If you have searched for “RTX 3060 14B model inference speed tokens per second llama.cpp” or “Llama 3.1 8B inference speed tokens per second” and found confusing or contradictory results, you are not alone. Some forum posts claim incredible speeds. Others show much lower figures. The numbers vary wildly depending on quantization, backend, and context length.

I spent time digging through official docs, Reddit threads, and benchmark blogs to compile real performance data for the most common setups: RTX 3060 12GB, RTX 4070, RTX 4090, and Apple Silicon. Every number here comes from measured results with links to the original sources. Whether you are running a 14B model on your RTX 3060 12GB with llama.cpp or Ollama, or comparing Llama 3.1 8B inference speed across GPUs, this post has the data you need.

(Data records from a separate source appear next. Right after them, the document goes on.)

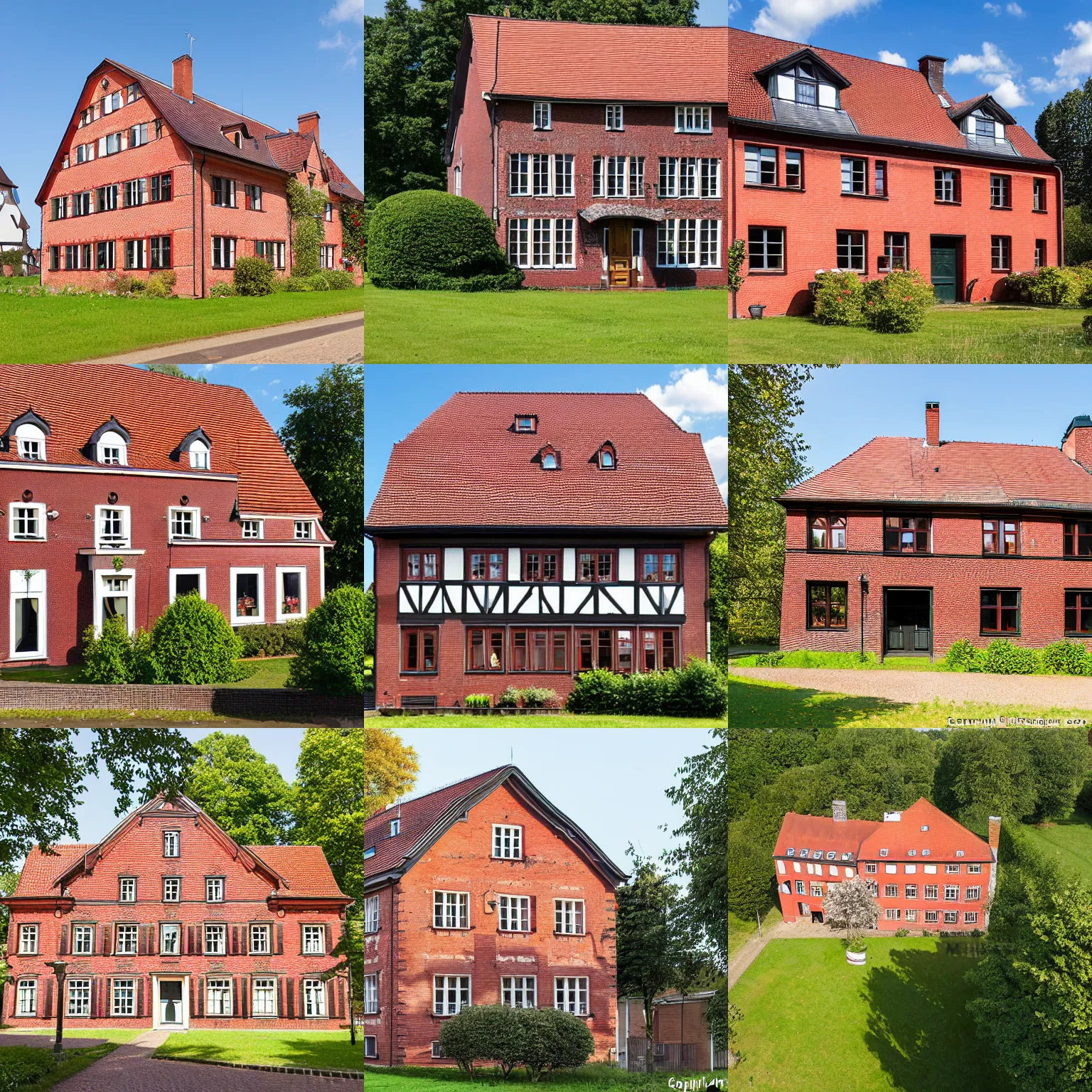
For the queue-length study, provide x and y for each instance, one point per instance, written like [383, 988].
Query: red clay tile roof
[603, 61]
[464, 466]
[886, 101]
[159, 411]
[896, 468]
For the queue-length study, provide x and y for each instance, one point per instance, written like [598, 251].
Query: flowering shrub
[839, 299]
[898, 304]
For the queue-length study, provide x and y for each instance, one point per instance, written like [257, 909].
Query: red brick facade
[405, 951]
[250, 953]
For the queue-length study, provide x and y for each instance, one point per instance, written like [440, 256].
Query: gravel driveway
[1044, 692]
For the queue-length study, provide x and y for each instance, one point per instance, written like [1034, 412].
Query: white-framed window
[112, 527]
[569, 915]
[79, 997]
[451, 910]
[450, 994]
[570, 995]
[315, 997]
[291, 592]
[28, 615]
[508, 842]
[694, 119]
[248, 596]
[218, 997]
[519, 992]
[26, 1004]
[372, 914]
[183, 522]
[515, 913]
[26, 522]
[263, 992]
[185, 581]
[370, 992]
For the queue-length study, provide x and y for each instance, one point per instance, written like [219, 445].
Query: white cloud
[692, 393]
[798, 18]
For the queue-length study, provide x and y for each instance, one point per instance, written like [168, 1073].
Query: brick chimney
[309, 124]
[933, 69]
[933, 424]
[183, 77]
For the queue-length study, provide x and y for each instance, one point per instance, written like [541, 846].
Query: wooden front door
[621, 254]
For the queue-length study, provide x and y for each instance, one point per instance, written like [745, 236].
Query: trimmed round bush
[332, 658]
[254, 277]
[436, 240]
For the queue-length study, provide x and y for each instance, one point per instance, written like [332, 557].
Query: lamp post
[59, 967]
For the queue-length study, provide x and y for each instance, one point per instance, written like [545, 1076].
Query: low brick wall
[228, 701]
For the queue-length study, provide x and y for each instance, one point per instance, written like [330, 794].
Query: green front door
[943, 273]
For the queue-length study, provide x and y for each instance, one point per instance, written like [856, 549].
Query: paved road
[338, 338]
[1061, 692]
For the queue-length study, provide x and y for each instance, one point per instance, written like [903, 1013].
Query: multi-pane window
[827, 606]
[1000, 536]
[450, 994]
[570, 995]
[451, 910]
[508, 842]
[766, 248]
[515, 913]
[569, 915]
[1000, 611]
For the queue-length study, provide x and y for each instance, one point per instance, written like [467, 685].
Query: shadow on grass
[920, 1029]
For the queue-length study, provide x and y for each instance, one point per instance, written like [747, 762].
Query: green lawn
[760, 705]
[310, 1049]
[986, 334]
[813, 1024]
[405, 327]
[56, 329]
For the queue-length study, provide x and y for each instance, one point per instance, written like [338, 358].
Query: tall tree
[324, 439]
[240, 790]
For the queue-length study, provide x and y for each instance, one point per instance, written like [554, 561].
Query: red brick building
[523, 537]
[168, 923]
[126, 488]
[910, 544]
[483, 894]
[152, 177]
[925, 870]
[839, 162]
[595, 175]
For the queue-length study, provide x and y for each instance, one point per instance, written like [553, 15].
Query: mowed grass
[961, 334]
[758, 703]
[403, 327]
[308, 1049]
[813, 1024]
[58, 329]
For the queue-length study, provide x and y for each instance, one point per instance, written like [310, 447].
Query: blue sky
[847, 407]
[283, 57]
[399, 397]
[1024, 53]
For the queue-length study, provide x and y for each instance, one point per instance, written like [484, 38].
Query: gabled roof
[159, 411]
[904, 470]
[464, 466]
[424, 819]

Why Inference Speed Matters

When you run an LLM locally, speed determines whether the experience feels snappy or frustrating. The key metrics are:

Metric What It Measures Why It Matters
Tokens per second How many tokens the model outputs each second Determines how fast responses appear
Time to first token Delay before output starts Affects perceived responsiveness
Prompt evaluation Time to process input Matters for long context windows

For reference:

  • 10 tokens/sec or less: Feels sluggish, noticeable waiting
  • 20-40 tokens/sec: Feels responsive for most tasks
  • 60+ tokens/sec: Feels nearly instantaneous

RTX 3060 12GB: 14B Model Inference Speed with llama.cpp and Ollama

The RTX 3060 12GB is one of the most popular GPUs for local LLM inference. Its 12GB VRAM is enough to run 14B parameter models with Q4 quantization, which makes it a sweet spot for budget-conscious users who want to run larger models locally.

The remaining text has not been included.